After the west’s bombs, what next in Libya?


Richard Moore

The unanswered question: After the west’s bombs, what next in Libya?

Posted by seumasach on October 14, 2012

Lizzie Phelan

11th October, 2012

Whether or not you are or were “pro” or “anti”-Gaddafi should not have prevented anyone from asking the obvious questions. And there are some Libyans I know who would describe themselves as “anti-Gaddafi” before the crisis, but when they asked themselves this question and thought about it rigorously, it lead them to the conclusion that despite them not liking Gaddafi, he was the best thing for Libya.

And the question is: What would replace the government lead by Gaddafi?

The whole nature of the discourse on Libya has been clouded by decades of information manipulation, whereby Libya has overwhelmingly only been spoken about externally when Gaddafi is the subject (in a context whereby he is always criminalised).

As such the whole of Libyan society has come to be personified by this criminalised man, a society which is made up of people who are either with him or against him, as though there was no variance of analysis amongst the Libyan people about their country, its history and its direction. This has lead to the nuances in Libyan society being totally ignored let alone understood.

Two of those nuances are the tribal construction of the society and the regional (African, Arab and to a lesser extent Mediterranean/Ottoman) religious and political dynamics that influence that society.
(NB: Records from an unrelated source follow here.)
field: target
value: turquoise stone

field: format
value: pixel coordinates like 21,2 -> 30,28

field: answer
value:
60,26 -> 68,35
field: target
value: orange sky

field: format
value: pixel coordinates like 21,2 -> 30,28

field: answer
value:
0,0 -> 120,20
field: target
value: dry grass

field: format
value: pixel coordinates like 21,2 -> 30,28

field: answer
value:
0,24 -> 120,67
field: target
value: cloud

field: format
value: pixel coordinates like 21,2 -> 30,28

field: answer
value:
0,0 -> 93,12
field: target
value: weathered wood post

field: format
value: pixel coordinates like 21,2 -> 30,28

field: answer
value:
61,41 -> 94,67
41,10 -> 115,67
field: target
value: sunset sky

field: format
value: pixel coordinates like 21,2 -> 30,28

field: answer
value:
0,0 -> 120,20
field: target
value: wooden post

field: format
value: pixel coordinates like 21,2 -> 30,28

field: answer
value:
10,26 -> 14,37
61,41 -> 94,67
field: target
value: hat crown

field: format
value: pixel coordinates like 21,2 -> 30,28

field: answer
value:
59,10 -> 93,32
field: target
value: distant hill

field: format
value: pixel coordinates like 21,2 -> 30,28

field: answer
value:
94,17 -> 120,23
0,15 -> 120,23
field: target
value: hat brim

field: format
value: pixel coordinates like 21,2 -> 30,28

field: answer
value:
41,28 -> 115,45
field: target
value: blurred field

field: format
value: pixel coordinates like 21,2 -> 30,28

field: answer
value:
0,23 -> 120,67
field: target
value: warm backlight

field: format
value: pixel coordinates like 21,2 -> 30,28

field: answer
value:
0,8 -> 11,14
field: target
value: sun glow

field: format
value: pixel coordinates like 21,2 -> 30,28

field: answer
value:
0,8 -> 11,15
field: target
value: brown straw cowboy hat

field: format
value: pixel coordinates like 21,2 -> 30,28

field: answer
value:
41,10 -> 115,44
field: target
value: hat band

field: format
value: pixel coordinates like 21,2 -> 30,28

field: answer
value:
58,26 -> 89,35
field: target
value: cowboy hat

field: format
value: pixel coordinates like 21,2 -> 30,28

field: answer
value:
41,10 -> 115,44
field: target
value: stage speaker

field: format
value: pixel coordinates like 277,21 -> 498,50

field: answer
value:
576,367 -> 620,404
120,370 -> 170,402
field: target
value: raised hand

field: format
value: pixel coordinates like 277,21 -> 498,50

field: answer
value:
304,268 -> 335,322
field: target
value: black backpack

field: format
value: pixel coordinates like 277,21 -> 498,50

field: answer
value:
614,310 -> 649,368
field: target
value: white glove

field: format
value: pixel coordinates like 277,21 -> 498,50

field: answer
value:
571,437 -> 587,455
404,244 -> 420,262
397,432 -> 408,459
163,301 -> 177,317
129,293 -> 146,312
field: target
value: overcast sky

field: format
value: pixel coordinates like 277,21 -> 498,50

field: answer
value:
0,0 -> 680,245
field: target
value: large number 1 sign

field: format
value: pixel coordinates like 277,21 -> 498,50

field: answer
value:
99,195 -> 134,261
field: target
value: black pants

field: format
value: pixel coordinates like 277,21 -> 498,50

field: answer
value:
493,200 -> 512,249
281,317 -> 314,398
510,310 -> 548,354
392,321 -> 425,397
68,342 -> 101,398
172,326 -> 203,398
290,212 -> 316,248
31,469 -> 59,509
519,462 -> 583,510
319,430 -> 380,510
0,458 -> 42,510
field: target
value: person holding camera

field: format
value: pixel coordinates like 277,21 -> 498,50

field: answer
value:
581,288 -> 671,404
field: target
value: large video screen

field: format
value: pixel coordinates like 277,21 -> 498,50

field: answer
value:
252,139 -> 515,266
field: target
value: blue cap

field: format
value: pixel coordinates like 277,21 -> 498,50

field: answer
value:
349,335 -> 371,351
The tribal construction of the society is largely ignored/dismissed because it has equally been criminalised as something that was a phenomenon exacerbated by Gaddafi, rather than a phenomenon that predated Gaddafi by centuries and that only faced serious tensions as a result of the arbitrary borders drawn up by European powers.

The western [dis]information system has claimed that the former Libyan government played tribes off of one another to consolidate its power. It is indeed a profound tragedy that it took the destruction of a country to get rid of Gaddafi that now we can see the reality. And the reality is that for those 42 years there was a government lead by PEOPLE from several tribes that had a deep understanding of the dynamics between the approx 150 tribes in Libya. It goes beyond logical reasoning to suggest that the peace was maintained purely through repression and playing tribes off one another when for example, the largest tribe in Libya (Werfalla), which numbers more than one million (in a population of approx 6 million) never attempted any serious revolt against the former government in 42 years. It is clear that if they would have they would have posed a serious threat and of course we know that the Werfalla was firmly allied with the former government during the NATO bombing campaign and continues to refuse to submit to either the “government’s” or any other militia’s control.

One of the clearest example of how the former Libyan government managed potential tribal tensions (as opposed to played them off against each other in a way that was in the interests of just Gaddafi’s tribe) was in Misrata, which according to some Libyan accounts historically some sections have had their own separatist agenda (perhaps because they did not identify with the Libyan nation whose borders were created by the colonialists, or because of other factions Ottoman descent…ie. its a complicated and overlooked history!) which of course would threaten the unity of Libya and likely play into the hands of former colonial powers who had shown an inclination to prefer a divided Libya.

As such, Misrata was invested in heavily by the former government, boasting one of the region’s most important steel factories, a port which was as important as the capital Tripoli’s, and a free-trade zone. The city was one of the country’s most prosperous and some of the richest Libyans came from there. But without the former Libyan government ensuring that they have a vested interest in maintaining Libya as a whole they are just one faction that has reverted to be out for itself(I am generalising because there are many in Misrata who are against what some militias are doing in their name).

So back to the original question: What would replace Gaddafi?

To answer it you would have to address how what replaces the former Libyan government would deal equally as well or better with the plethora of interests of different tribes, interests which have been shaped in the modern era by colonial borders, and equally what kind of relationship that replacement government would have with religious/political factions that have a vision beyond Libya. Clearly it is not in the remit of western style “democracy” to accommodate this context.

None of these questions were seriously asked by the people who said “the people will take over”,from the NATO elite to the eurocentric left/liberals.

But the answer can be seen in today’s Libya.